Я старался не смотреть на них. Я глядел на небо, запекшееся алым, жадно глотал воздух ртом, закрывал глаза, потирал связанные руки за спиной и шипел от боли, трясущее все мое тело. Какая-то донна с криком бросила в меня камень, попавший в грудь. Мальчик кинул камушек, разбивший мне губу. Тонкая темно-бордовая струйка потекла по высохшим губам, слегка окропив шею.

Нехристь. Чертово отродье - вот, кем я оказался для них, таких правильных людей. Уж простите меня, святые, не оправдал надежд!

И все же это, наконец, случилось. Оглушительный звон колоколов вынес приговор, отсчитывая последние секунды: двенадцать, одиннадцать... Первые факела не долетели до моих онемевших ступней, разгораясь ближе к краям. Второй и третий попали точно в цель. Ввысь поднимался запах горящей крови и плоти: свежий, острый и влажный.

Я кричал, бился, пытался вырваться пут.

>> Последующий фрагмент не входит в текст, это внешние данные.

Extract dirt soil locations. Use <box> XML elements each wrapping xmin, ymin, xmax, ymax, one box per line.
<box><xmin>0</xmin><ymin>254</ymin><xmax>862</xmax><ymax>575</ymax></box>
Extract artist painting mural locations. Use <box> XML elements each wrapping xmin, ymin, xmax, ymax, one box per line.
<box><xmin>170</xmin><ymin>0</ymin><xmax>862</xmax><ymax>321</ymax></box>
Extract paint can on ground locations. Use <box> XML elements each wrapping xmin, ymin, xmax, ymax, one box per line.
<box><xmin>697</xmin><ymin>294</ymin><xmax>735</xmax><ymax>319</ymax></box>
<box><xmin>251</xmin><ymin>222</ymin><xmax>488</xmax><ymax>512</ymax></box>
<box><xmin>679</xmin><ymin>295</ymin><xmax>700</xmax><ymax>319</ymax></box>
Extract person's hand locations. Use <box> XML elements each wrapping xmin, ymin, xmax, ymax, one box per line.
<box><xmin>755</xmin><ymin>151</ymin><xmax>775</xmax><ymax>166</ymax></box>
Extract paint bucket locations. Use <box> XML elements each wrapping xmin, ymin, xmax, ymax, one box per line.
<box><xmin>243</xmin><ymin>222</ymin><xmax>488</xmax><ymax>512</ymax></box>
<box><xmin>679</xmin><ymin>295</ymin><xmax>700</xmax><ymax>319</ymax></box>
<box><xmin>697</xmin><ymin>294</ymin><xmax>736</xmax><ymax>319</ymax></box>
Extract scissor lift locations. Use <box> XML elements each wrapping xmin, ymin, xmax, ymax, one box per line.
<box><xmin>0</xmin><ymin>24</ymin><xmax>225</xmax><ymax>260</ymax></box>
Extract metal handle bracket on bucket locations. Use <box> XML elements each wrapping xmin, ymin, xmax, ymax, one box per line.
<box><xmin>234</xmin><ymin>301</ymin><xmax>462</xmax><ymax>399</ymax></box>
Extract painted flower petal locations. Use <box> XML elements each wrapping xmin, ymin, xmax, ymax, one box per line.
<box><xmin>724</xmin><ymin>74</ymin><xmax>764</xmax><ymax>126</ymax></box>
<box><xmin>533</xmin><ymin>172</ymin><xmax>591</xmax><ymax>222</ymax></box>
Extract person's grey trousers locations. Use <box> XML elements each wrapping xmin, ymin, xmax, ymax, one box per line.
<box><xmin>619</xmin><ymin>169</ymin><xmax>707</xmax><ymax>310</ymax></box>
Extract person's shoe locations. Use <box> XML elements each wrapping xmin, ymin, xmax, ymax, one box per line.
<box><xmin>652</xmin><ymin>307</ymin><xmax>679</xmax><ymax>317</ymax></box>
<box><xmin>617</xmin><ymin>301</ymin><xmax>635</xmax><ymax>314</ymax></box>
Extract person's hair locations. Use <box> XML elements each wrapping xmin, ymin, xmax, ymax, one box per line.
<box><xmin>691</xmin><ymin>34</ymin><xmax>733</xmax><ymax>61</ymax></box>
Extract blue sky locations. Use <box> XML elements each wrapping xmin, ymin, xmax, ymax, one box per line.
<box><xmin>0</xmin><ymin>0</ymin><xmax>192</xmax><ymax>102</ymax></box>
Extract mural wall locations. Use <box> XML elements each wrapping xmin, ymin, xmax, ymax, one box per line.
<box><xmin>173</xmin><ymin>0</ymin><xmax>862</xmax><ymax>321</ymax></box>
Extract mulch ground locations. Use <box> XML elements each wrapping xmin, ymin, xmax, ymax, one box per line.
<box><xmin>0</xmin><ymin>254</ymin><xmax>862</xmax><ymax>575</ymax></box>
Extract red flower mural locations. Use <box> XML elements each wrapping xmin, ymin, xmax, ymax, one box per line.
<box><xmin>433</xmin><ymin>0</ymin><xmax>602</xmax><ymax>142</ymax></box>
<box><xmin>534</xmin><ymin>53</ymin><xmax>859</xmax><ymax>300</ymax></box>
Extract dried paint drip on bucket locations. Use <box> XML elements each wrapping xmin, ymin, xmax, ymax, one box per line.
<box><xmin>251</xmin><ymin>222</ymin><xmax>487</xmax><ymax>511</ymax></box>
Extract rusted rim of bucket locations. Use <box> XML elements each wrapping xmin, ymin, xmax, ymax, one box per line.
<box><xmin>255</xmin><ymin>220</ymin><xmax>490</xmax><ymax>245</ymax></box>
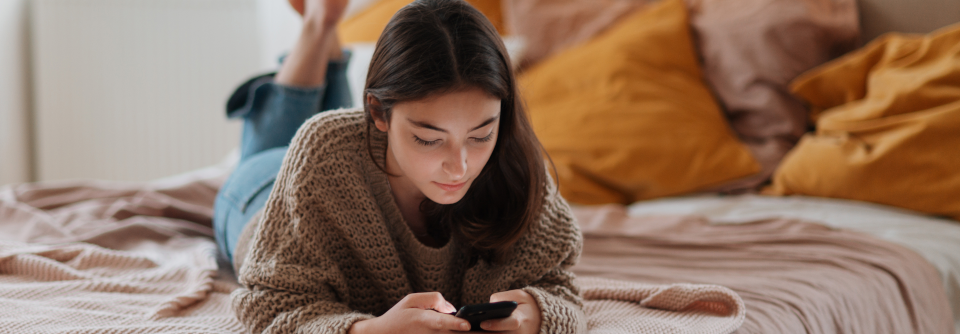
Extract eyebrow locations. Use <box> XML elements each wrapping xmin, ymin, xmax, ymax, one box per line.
<box><xmin>407</xmin><ymin>114</ymin><xmax>500</xmax><ymax>133</ymax></box>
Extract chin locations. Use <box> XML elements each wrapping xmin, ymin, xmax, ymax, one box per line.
<box><xmin>430</xmin><ymin>192</ymin><xmax>467</xmax><ymax>205</ymax></box>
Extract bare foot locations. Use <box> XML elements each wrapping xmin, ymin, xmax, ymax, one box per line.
<box><xmin>289</xmin><ymin>0</ymin><xmax>349</xmax><ymax>27</ymax></box>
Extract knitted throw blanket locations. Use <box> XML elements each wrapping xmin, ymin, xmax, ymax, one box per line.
<box><xmin>0</xmin><ymin>178</ymin><xmax>950</xmax><ymax>333</ymax></box>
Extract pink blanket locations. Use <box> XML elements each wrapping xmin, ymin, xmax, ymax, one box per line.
<box><xmin>0</xmin><ymin>178</ymin><xmax>950</xmax><ymax>333</ymax></box>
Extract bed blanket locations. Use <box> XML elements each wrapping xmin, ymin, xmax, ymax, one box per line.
<box><xmin>574</xmin><ymin>205</ymin><xmax>954</xmax><ymax>333</ymax></box>
<box><xmin>0</xmin><ymin>178</ymin><xmax>949</xmax><ymax>333</ymax></box>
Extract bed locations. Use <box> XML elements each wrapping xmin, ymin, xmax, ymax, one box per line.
<box><xmin>0</xmin><ymin>0</ymin><xmax>960</xmax><ymax>333</ymax></box>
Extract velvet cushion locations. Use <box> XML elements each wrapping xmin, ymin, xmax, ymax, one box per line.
<box><xmin>687</xmin><ymin>0</ymin><xmax>860</xmax><ymax>191</ymax></box>
<box><xmin>767</xmin><ymin>24</ymin><xmax>960</xmax><ymax>220</ymax></box>
<box><xmin>338</xmin><ymin>0</ymin><xmax>505</xmax><ymax>44</ymax></box>
<box><xmin>520</xmin><ymin>0</ymin><xmax>759</xmax><ymax>204</ymax></box>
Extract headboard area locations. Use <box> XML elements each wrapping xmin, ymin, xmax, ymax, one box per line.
<box><xmin>859</xmin><ymin>0</ymin><xmax>960</xmax><ymax>42</ymax></box>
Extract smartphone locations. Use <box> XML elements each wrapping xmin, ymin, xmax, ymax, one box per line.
<box><xmin>455</xmin><ymin>302</ymin><xmax>517</xmax><ymax>332</ymax></box>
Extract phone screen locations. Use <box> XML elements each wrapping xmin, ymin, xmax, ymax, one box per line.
<box><xmin>456</xmin><ymin>301</ymin><xmax>517</xmax><ymax>331</ymax></box>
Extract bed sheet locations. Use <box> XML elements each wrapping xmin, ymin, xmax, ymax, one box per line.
<box><xmin>628</xmin><ymin>195</ymin><xmax>960</xmax><ymax>334</ymax></box>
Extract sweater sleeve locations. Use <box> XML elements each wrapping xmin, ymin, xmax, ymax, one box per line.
<box><xmin>231</xmin><ymin>113</ymin><xmax>373</xmax><ymax>334</ymax></box>
<box><xmin>523</xmin><ymin>187</ymin><xmax>587</xmax><ymax>334</ymax></box>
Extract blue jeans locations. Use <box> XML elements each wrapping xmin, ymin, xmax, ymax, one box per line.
<box><xmin>213</xmin><ymin>51</ymin><xmax>352</xmax><ymax>262</ymax></box>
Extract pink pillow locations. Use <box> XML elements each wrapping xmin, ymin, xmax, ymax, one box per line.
<box><xmin>687</xmin><ymin>0</ymin><xmax>860</xmax><ymax>191</ymax></box>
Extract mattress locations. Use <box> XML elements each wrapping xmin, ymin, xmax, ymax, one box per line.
<box><xmin>628</xmin><ymin>195</ymin><xmax>960</xmax><ymax>333</ymax></box>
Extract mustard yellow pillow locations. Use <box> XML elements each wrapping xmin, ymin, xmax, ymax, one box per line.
<box><xmin>766</xmin><ymin>24</ymin><xmax>960</xmax><ymax>220</ymax></box>
<box><xmin>520</xmin><ymin>0</ymin><xmax>759</xmax><ymax>204</ymax></box>
<box><xmin>338</xmin><ymin>0</ymin><xmax>505</xmax><ymax>43</ymax></box>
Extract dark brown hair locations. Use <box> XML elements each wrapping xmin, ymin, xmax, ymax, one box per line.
<box><xmin>363</xmin><ymin>0</ymin><xmax>548</xmax><ymax>261</ymax></box>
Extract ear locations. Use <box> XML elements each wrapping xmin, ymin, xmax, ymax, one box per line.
<box><xmin>367</xmin><ymin>94</ymin><xmax>390</xmax><ymax>132</ymax></box>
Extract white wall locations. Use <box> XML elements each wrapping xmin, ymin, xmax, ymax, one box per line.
<box><xmin>0</xmin><ymin>0</ymin><xmax>31</xmax><ymax>185</ymax></box>
<box><xmin>31</xmin><ymin>0</ymin><xmax>262</xmax><ymax>181</ymax></box>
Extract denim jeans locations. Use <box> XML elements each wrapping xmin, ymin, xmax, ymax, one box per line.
<box><xmin>213</xmin><ymin>51</ymin><xmax>352</xmax><ymax>262</ymax></box>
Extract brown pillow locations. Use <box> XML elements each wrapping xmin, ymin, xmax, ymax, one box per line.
<box><xmin>687</xmin><ymin>0</ymin><xmax>860</xmax><ymax>191</ymax></box>
<box><xmin>503</xmin><ymin>0</ymin><xmax>651</xmax><ymax>67</ymax></box>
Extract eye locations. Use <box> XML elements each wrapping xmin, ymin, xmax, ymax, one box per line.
<box><xmin>472</xmin><ymin>131</ymin><xmax>493</xmax><ymax>143</ymax></box>
<box><xmin>413</xmin><ymin>136</ymin><xmax>440</xmax><ymax>146</ymax></box>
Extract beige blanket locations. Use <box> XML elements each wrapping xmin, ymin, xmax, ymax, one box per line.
<box><xmin>0</xmin><ymin>178</ymin><xmax>949</xmax><ymax>333</ymax></box>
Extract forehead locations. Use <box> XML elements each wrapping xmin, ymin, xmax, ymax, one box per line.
<box><xmin>391</xmin><ymin>88</ymin><xmax>500</xmax><ymax>126</ymax></box>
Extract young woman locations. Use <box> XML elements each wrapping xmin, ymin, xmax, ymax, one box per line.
<box><xmin>214</xmin><ymin>0</ymin><xmax>585</xmax><ymax>333</ymax></box>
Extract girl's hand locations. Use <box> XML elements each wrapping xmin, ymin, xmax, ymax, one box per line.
<box><xmin>480</xmin><ymin>290</ymin><xmax>540</xmax><ymax>334</ymax></box>
<box><xmin>349</xmin><ymin>292</ymin><xmax>470</xmax><ymax>334</ymax></box>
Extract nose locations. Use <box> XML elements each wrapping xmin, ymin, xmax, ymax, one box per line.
<box><xmin>443</xmin><ymin>145</ymin><xmax>467</xmax><ymax>181</ymax></box>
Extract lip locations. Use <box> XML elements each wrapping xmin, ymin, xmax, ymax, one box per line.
<box><xmin>434</xmin><ymin>182</ymin><xmax>467</xmax><ymax>191</ymax></box>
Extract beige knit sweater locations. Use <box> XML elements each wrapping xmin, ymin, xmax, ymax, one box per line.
<box><xmin>232</xmin><ymin>109</ymin><xmax>586</xmax><ymax>333</ymax></box>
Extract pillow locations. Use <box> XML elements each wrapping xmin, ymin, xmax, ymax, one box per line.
<box><xmin>339</xmin><ymin>0</ymin><xmax>504</xmax><ymax>44</ymax></box>
<box><xmin>503</xmin><ymin>0</ymin><xmax>651</xmax><ymax>68</ymax></box>
<box><xmin>520</xmin><ymin>0</ymin><xmax>759</xmax><ymax>204</ymax></box>
<box><xmin>766</xmin><ymin>24</ymin><xmax>960</xmax><ymax>220</ymax></box>
<box><xmin>687</xmin><ymin>0</ymin><xmax>860</xmax><ymax>191</ymax></box>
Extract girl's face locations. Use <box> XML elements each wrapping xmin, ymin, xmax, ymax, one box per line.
<box><xmin>374</xmin><ymin>88</ymin><xmax>500</xmax><ymax>204</ymax></box>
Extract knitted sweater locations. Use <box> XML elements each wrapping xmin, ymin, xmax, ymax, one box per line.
<box><xmin>232</xmin><ymin>109</ymin><xmax>586</xmax><ymax>333</ymax></box>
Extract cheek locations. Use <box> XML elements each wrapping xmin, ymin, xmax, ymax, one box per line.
<box><xmin>467</xmin><ymin>145</ymin><xmax>493</xmax><ymax>175</ymax></box>
<box><xmin>391</xmin><ymin>136</ymin><xmax>441</xmax><ymax>182</ymax></box>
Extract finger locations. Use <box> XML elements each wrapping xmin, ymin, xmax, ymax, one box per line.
<box><xmin>490</xmin><ymin>290</ymin><xmax>525</xmax><ymax>303</ymax></box>
<box><xmin>421</xmin><ymin>311</ymin><xmax>470</xmax><ymax>332</ymax></box>
<box><xmin>404</xmin><ymin>292</ymin><xmax>456</xmax><ymax>313</ymax></box>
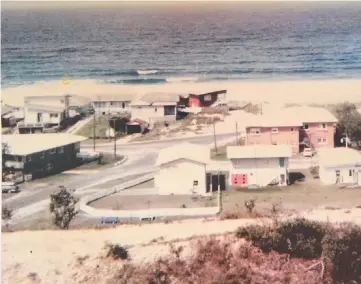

Судорога. Еще одна. Ног я уже не чувствовал, как, впрочем, половины тела. Крики бесноватых, мой вопль, ненависть, страх - все смешалось в одно целое, усиливаясь и затухая.

Вот и кончилось все. Боль утихла, а последнее, что я увидел - дым, крылатый, напоминающих стаю огромных черных воронов, уносил меня куда-то ввысь.

***

Из зеркала на меня смотрела миловидная девушка лет девятнадцати. Небольшого роста, с выточенными, будто из мрамора, чертами лица, напоминающая если не ребенка, то наверняка нескладного подростка. У меня не было рыжих кудрей и зеленых глаз - вместо этого я каждый день расчесывала каштановую копну волос и умывала водой две серые дымки, две серые льдинки. Жаль, что моему телу недостает той физической силы, которой я обладала раннее; но появилась гибкость и звериная грация, то очарование, которого мне так не хватало.

Мне был дан второй шанс. Разумеется, я почти ничего не помнила из тех событий давностью в несколько столетий. Но все знают: незнание не освобождает от ответственности. История должна быть начата заново и достойно окончиться.

...Меня звали "волчонком". В куклы я не играла, платья не шила, тряпочных младенцев не кормила - я росла непослушным ребенком, единственной в своей семье. Я любила выбираться вместе со знакомыми мальчишками в болотистую местность за дикой кислой клюквой; пропадала в лесу, собирала нежными руками зверобой и бессмертник, рвала жгучую крапиву. Звери не трогали меня. Чаще подходили, чтобы выпросить сладкий кусочек сахара, который я клала в передник, собираясь на прогулку.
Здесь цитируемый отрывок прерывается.